If you have a specific trigger you may want to research the movie ahead of time for content. Resources like does the dog die help. Depending on your exact needs you may be able to use other tactics like watching with a friend.
With games this is different in a couple big ways.
With movies, there are still accessibility things that people do rightly complain about, like the sound mixing. Whispery actors mixed purely for movie theaters is an accessibility problem, even if it’s not typically framed that way.
Granular difficulty options also help. Things like being able to make the parry timings easier or harder than that rest of the difficulty.
If your difficulty presets are turning a bunch of levers at once, letting folks make their own can be very helpful.
There’s also things that aren’t often considered difficulty, but that can definitely make a game harder for some folks.

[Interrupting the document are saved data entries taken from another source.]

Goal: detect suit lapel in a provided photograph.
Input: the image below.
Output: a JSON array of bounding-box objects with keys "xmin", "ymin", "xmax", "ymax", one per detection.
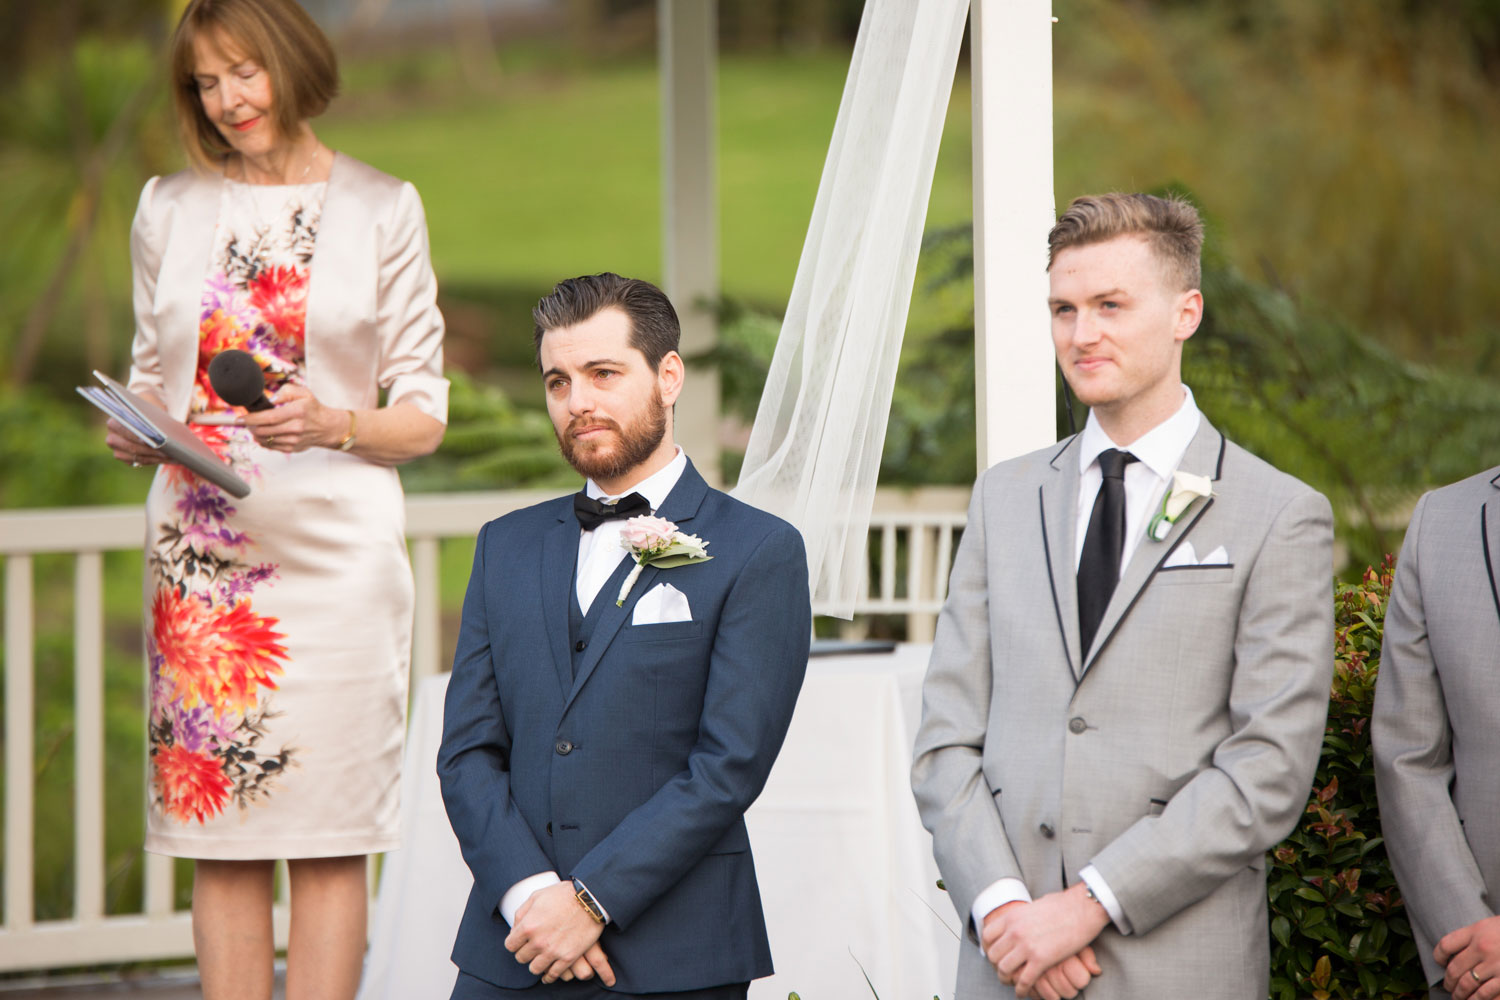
[
  {"xmin": 562, "ymin": 459, "xmax": 711, "ymax": 712},
  {"xmin": 1484, "ymin": 470, "xmax": 1500, "ymax": 632},
  {"xmin": 1040, "ymin": 435, "xmax": 1084, "ymax": 679},
  {"xmin": 542, "ymin": 507, "xmax": 579, "ymax": 698},
  {"xmin": 1081, "ymin": 424, "xmax": 1227, "ymax": 676}
]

With Witcher 3 the only way I was able to play it successfully was modding it to be able to ignore a bunch of mechanics I found tedious. Things like ignoring carry weight, turning off item durability, lengthening potion duration, having items scale to my level, and hoovering up loot. Inventory management is often exhausting for me.
It’s not an easy fix this can break a game’s economy, and I think I had separate mods to reduce the impact of that.
Difficulty is much harder to research. It’s relatively easy to find if there’s depictions of drug use in a movie.
It’s much harder to tell how hard or easy a game is. I’m reasonably experienced with games, and every time I start one I still waffle over difficulty.
Dark souls often has both its difficulty and the importance of its difficulty to the experience overblown. You can still have encounters like Asylum Demon and Sen’s Fortress alongside difficulty settings.